Num outro inquérito de férias (já não me recordo onde), Louçã conta que vai passar férias a Chicago e que gostaria de atravessar os Estados Unidos de carro. O antigo radical trotskista converteu-se aos fascínios do "Império capitalista". Aproveita ainda para cavalgar a onda de Obama. Entra tantas cidades, tinha que ser Chicago, a cidade de Obama, a fasciná-lo. Louçã é um político que usa o "marketing" como poucos, criando uma imagem entre o "radical moralista", sempre à procura dos pecados alheios, e o "tolerante moderno", em busca dos votos mais jovens.
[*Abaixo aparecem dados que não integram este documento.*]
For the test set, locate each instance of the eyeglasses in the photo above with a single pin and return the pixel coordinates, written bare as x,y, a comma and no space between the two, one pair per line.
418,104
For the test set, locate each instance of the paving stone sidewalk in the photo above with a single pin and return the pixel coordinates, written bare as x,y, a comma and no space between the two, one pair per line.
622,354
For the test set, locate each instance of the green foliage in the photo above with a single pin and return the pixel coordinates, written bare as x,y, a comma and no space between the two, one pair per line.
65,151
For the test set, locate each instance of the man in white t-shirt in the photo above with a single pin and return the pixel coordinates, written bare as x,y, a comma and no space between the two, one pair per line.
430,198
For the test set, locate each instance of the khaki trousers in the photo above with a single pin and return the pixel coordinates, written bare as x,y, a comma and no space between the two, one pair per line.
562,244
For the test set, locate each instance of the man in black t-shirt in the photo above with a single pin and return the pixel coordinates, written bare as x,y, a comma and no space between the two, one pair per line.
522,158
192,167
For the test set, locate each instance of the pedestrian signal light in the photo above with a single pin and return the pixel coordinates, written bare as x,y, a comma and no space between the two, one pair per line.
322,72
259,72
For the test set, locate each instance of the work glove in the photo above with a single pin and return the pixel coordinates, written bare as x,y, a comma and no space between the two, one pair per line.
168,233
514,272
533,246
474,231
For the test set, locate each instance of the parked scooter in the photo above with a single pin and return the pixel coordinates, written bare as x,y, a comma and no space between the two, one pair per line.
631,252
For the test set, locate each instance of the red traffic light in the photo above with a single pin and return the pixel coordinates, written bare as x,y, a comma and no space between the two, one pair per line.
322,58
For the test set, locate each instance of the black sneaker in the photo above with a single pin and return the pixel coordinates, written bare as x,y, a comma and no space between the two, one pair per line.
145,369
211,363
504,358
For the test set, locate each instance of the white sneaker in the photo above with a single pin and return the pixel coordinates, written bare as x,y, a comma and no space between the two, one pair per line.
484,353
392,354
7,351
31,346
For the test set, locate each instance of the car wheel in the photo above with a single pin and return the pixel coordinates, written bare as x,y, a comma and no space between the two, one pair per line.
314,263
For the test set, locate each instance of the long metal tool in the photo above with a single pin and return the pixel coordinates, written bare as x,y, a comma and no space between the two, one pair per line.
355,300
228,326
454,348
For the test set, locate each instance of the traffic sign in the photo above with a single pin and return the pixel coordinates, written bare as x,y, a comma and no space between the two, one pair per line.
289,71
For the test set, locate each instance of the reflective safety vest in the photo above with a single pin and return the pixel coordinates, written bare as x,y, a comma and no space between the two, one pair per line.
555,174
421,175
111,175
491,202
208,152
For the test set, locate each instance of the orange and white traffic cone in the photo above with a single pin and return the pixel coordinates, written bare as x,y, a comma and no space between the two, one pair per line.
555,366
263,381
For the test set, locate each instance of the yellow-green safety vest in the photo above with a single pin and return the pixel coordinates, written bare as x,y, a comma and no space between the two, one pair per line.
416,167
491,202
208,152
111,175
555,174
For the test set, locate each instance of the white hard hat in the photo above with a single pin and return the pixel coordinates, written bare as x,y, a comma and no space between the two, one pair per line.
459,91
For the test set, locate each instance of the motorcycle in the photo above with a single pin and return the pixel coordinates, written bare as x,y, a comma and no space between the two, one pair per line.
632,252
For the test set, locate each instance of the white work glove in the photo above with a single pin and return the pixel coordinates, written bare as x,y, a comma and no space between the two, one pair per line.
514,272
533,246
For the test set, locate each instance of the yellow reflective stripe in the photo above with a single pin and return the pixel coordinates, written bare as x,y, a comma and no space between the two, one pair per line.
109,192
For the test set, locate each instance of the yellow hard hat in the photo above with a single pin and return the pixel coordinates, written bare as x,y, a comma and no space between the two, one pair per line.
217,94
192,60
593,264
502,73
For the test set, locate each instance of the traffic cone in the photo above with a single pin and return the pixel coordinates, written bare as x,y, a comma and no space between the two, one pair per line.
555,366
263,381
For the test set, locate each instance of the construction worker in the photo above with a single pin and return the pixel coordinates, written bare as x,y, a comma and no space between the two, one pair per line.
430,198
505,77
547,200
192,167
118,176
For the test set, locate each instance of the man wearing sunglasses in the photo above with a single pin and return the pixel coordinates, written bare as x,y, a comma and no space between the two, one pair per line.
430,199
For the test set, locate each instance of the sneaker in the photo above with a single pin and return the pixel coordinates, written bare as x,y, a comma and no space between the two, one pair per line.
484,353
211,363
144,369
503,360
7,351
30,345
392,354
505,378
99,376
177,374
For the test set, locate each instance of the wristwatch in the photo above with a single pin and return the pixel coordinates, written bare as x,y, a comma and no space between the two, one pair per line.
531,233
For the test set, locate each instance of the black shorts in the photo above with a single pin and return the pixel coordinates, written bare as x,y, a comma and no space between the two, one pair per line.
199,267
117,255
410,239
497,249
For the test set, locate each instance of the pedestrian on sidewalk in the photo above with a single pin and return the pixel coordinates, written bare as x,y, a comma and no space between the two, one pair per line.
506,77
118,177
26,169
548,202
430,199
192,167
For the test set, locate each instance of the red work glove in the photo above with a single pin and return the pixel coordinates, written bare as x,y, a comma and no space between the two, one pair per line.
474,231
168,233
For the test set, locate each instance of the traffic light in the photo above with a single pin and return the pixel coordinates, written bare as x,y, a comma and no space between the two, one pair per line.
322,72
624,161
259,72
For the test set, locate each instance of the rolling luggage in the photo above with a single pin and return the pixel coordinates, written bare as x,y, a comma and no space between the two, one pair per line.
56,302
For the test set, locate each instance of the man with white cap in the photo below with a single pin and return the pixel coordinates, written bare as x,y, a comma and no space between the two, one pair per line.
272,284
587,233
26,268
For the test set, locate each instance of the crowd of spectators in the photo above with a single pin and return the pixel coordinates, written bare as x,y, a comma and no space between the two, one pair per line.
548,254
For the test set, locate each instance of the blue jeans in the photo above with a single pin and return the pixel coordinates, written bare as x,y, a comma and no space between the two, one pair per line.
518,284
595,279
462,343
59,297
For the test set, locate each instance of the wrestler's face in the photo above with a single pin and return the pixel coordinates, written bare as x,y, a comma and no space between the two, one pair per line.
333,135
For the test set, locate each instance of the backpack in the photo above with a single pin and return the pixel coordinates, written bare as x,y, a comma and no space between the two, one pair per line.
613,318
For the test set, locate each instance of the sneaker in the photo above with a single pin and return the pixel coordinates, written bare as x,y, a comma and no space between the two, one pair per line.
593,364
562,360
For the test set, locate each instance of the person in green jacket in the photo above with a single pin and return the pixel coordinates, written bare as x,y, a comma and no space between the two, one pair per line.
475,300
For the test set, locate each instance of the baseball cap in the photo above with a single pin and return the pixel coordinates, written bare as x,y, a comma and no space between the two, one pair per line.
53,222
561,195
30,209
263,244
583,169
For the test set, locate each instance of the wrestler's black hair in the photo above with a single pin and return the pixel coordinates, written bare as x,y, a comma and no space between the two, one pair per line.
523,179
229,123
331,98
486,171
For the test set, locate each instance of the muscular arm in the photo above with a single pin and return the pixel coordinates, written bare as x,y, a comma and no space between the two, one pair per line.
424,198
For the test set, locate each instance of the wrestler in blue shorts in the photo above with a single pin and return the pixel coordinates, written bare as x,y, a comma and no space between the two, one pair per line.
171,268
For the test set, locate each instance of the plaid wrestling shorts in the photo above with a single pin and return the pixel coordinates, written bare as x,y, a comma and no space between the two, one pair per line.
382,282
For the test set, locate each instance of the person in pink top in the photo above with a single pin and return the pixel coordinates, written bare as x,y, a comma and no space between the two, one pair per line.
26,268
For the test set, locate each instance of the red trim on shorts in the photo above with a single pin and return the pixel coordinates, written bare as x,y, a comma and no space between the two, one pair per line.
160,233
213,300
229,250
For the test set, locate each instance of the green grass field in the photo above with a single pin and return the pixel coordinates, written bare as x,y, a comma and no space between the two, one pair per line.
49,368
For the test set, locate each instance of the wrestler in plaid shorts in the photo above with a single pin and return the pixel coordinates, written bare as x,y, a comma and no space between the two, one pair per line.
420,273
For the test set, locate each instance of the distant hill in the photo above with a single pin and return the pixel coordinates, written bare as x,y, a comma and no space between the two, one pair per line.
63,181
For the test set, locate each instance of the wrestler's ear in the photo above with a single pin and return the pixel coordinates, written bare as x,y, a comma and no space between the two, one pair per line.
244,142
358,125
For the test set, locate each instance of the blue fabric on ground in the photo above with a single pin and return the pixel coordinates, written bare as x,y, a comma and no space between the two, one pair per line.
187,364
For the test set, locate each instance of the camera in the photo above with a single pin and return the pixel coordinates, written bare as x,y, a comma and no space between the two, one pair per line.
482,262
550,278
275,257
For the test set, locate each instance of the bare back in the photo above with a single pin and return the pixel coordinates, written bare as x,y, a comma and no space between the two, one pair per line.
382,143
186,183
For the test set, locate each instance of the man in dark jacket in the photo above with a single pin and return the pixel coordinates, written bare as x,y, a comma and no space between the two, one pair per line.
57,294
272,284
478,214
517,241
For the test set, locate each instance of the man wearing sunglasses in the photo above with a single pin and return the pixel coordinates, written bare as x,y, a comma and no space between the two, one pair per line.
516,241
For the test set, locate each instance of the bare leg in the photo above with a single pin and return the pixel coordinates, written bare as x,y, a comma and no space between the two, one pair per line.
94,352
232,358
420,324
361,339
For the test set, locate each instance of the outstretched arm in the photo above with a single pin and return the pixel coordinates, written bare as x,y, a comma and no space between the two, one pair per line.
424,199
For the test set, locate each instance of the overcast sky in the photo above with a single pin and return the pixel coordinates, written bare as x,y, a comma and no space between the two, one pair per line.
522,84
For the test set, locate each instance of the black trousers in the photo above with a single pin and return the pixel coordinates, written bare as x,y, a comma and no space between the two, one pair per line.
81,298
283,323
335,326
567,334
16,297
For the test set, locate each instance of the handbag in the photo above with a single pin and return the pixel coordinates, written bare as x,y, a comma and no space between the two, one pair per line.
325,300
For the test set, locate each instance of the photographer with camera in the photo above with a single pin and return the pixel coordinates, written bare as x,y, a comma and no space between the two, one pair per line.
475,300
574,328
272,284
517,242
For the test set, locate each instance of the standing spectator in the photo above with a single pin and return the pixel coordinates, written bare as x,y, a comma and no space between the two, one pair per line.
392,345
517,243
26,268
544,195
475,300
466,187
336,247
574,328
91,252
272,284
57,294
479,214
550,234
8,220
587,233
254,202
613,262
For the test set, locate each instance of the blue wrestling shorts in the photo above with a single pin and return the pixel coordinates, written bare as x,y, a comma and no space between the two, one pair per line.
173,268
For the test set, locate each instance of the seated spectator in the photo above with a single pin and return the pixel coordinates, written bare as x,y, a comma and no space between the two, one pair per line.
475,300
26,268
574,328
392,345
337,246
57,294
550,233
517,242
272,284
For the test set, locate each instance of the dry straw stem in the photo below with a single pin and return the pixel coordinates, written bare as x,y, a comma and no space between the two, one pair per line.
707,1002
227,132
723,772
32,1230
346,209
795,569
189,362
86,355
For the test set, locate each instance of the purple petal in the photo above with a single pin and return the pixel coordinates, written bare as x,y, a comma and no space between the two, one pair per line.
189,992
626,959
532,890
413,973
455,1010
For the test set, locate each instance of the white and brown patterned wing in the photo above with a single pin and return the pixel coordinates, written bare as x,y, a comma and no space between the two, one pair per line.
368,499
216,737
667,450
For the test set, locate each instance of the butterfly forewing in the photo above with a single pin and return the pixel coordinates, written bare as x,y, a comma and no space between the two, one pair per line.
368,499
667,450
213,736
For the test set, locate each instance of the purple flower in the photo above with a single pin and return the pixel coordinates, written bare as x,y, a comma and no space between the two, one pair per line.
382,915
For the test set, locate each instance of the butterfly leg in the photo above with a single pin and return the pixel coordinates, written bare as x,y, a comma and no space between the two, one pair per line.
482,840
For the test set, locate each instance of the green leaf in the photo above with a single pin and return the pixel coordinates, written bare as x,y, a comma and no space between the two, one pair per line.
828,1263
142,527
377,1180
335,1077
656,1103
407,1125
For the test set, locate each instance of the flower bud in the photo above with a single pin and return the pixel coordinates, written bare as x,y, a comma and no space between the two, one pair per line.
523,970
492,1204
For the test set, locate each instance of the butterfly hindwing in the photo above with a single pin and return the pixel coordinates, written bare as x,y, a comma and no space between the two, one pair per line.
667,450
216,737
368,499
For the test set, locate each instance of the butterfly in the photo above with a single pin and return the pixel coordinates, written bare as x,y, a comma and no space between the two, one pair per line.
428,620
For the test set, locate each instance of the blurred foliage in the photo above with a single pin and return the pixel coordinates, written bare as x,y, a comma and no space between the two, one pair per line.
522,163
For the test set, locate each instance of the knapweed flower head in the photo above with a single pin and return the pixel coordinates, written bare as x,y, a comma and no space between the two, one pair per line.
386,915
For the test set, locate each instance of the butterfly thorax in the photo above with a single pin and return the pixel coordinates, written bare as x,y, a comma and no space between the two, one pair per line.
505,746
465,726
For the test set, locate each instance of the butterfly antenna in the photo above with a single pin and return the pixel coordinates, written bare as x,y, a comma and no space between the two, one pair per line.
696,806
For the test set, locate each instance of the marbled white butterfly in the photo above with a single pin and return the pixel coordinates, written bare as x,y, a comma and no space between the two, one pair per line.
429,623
Por trás desta imagem, está um político frio e implacável que manipula, de um modo demagógico e populista, a pobreza e a desgraça dos outros para conquistar poder. Ao pé deste oportunismo sem escrúpulos, os "bónus dos gestores" são uma brincadeira de criança.
2. Há uma contradição interessante na vida pública portuguesa. Ao mesmo tempo que regressam os ataques do costume ao liberalismo e especialmente à sua versão "neo", nunca a imprensa teve tantas vozes liberais. Há um conjunto de cronistas que de um modo genérico se identificam com os valores liberais. Sem querer esquecer algum nome, estou a pensar em Rui Ramos, Luciano Amaral, João Pereira Coutinho, Pedro Mexia, Miguel Monjardino, Alberto Gonçalves, Pedro Marques Lopes, Paulo Mascarenhas, Pedro Lomba, Paulo Tunhas, Miguel Morgado, Henrique Raposo e Bernardo Pires de Lima, entre outros. Valorizam a liberdade, pensam pela sua cabeça, e defendem uma sociedade que dê oportunidades e não viva de hierarquias autoritárias. Têm ainda outra coisa em comum. São relativamente novos e fazem parte de gerações que lutam contra o ‘status quo' cultural e político. Em Portugal, com em muitos outros países, os "liberais" são os que querem criar e aproveitar oportunidades. Os "anti-liberais" são os instalados, que nada querem mudar e desejam preservar os seus privilégios.